Arizona Gov. Jan Brewer, working with Democrats against members of her own party, rammed through a vast expansion of the Medicaid program under Obamacare through the state legislature, putting federal taxpayers on the hook for billions of dollars in health care spending.

Despite claiming to oppose President Obama’s health care law, Brewer embraced one of the law’s most expensive provisions — a Medicaid expansion — in January, under the influence of lobbying from the hospital industry.

Brewer then spent the past several months trying to coax reluctant members of her own party to back the measure. When that failed, she called a special session of the state legislature, and formed an alliance with Democrats to ram the bill through the state House at 3:40 am this morning.

As a result of the lawsuit that Arizona was a part of, the Supreme Court ruled that states must be given the option of whether or not to accept the expansion of Medicaid that was part of the health care law.
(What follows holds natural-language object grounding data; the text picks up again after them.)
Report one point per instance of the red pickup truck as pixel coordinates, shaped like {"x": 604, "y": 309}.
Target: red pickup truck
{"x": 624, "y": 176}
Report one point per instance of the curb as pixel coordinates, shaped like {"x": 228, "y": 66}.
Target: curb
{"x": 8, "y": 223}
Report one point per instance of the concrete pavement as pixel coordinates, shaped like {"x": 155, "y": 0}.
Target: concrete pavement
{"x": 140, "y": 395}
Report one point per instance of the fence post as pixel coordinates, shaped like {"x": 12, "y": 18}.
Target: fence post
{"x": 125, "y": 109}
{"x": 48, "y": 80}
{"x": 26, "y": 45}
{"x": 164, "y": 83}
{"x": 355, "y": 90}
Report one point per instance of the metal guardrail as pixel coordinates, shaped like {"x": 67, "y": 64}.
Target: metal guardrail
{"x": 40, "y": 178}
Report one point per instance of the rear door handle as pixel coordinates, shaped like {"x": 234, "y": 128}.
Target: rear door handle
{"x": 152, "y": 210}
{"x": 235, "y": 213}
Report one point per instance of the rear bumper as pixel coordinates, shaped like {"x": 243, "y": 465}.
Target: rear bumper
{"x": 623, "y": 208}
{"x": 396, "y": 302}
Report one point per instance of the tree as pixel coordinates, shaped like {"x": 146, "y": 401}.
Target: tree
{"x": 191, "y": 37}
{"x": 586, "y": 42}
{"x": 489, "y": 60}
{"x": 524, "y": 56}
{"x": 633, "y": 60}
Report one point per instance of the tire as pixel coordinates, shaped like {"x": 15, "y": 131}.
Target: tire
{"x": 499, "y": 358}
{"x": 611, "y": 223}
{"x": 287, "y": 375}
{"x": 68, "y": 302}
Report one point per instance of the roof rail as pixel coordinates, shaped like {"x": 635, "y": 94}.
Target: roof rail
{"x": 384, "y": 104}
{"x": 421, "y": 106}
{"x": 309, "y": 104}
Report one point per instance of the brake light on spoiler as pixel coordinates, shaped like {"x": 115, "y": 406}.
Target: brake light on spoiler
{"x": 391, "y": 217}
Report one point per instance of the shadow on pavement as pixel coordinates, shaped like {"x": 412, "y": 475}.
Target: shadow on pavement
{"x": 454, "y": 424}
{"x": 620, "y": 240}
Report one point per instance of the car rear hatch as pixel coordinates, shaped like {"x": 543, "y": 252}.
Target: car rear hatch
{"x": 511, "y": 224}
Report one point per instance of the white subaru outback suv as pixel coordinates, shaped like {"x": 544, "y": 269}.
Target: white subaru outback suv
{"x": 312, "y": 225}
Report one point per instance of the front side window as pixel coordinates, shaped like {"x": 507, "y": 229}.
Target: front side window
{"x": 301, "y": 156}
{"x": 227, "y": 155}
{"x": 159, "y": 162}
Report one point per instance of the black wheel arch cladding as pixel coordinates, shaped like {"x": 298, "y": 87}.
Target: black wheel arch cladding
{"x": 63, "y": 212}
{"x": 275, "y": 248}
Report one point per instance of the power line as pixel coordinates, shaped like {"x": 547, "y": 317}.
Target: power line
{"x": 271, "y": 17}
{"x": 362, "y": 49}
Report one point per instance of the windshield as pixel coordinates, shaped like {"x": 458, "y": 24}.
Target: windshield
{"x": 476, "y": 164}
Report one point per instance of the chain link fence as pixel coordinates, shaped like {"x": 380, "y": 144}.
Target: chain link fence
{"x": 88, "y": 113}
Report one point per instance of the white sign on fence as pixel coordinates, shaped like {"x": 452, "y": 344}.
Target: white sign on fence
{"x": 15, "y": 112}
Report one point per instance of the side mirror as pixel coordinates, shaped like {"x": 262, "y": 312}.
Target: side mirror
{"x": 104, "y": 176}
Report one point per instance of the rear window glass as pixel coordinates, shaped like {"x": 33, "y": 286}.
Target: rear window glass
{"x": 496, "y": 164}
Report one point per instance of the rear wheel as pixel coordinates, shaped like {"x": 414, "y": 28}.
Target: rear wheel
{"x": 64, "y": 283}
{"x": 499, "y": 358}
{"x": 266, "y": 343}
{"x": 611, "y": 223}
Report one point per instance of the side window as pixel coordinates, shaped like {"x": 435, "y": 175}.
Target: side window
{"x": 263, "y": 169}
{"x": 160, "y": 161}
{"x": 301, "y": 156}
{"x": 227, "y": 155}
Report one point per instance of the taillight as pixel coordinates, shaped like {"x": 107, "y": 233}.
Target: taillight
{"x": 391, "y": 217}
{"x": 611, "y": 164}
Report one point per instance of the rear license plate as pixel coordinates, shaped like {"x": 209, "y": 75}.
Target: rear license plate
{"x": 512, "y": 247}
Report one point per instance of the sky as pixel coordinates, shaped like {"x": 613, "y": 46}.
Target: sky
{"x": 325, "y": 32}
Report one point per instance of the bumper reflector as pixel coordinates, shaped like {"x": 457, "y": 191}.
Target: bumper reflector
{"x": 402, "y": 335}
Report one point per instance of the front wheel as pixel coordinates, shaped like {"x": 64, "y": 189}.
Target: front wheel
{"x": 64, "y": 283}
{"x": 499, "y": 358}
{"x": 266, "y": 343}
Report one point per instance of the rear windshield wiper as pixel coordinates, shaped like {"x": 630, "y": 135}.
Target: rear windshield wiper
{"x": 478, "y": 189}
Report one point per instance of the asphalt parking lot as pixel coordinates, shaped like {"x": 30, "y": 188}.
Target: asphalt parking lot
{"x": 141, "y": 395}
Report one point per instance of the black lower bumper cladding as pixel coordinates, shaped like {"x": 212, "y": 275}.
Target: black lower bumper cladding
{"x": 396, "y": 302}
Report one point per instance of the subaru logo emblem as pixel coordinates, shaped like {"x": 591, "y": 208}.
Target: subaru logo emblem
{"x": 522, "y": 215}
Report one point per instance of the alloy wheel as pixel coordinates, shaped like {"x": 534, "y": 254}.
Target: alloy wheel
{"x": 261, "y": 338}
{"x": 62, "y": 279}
It is expected to pass through the senate.

Arizona Republic reports:

House Speaker Andy Tobin, R-Paulden, and the rest of House leadership joined conservatives to oppose the 2014 budget, offer more than 50 amendments and hours of speeches in an effort to kill Medicaid expansion and wear down what has become a rock solid 33-member bipartisan group…

“I feel like I’ve been punched in the gut,” said Rep. Debbie Lesko, R-Peoria. “And I feel like I’ve been betrayed.”

Though federal taxpayers pay for 100 percent of the Medicaid expansion at first, over time, that percentage dwindles to 90 percent, exposing states to a huge financial burden. In 2012, Medicaid already accounted for 24 percent of state budgets nationwide, according to the National Association of State Budget Officers, making it larger than than any other component of spending, including education. The expansion of Medicaid is projected to cost $710 billion over the next decade, according to the Congressional Budget Office, but it could be more if more Republican governors such as Brewer fight successfully to expand the program. Last month, a major study found that Medicaid does not approve the physical health of its beneficiaries.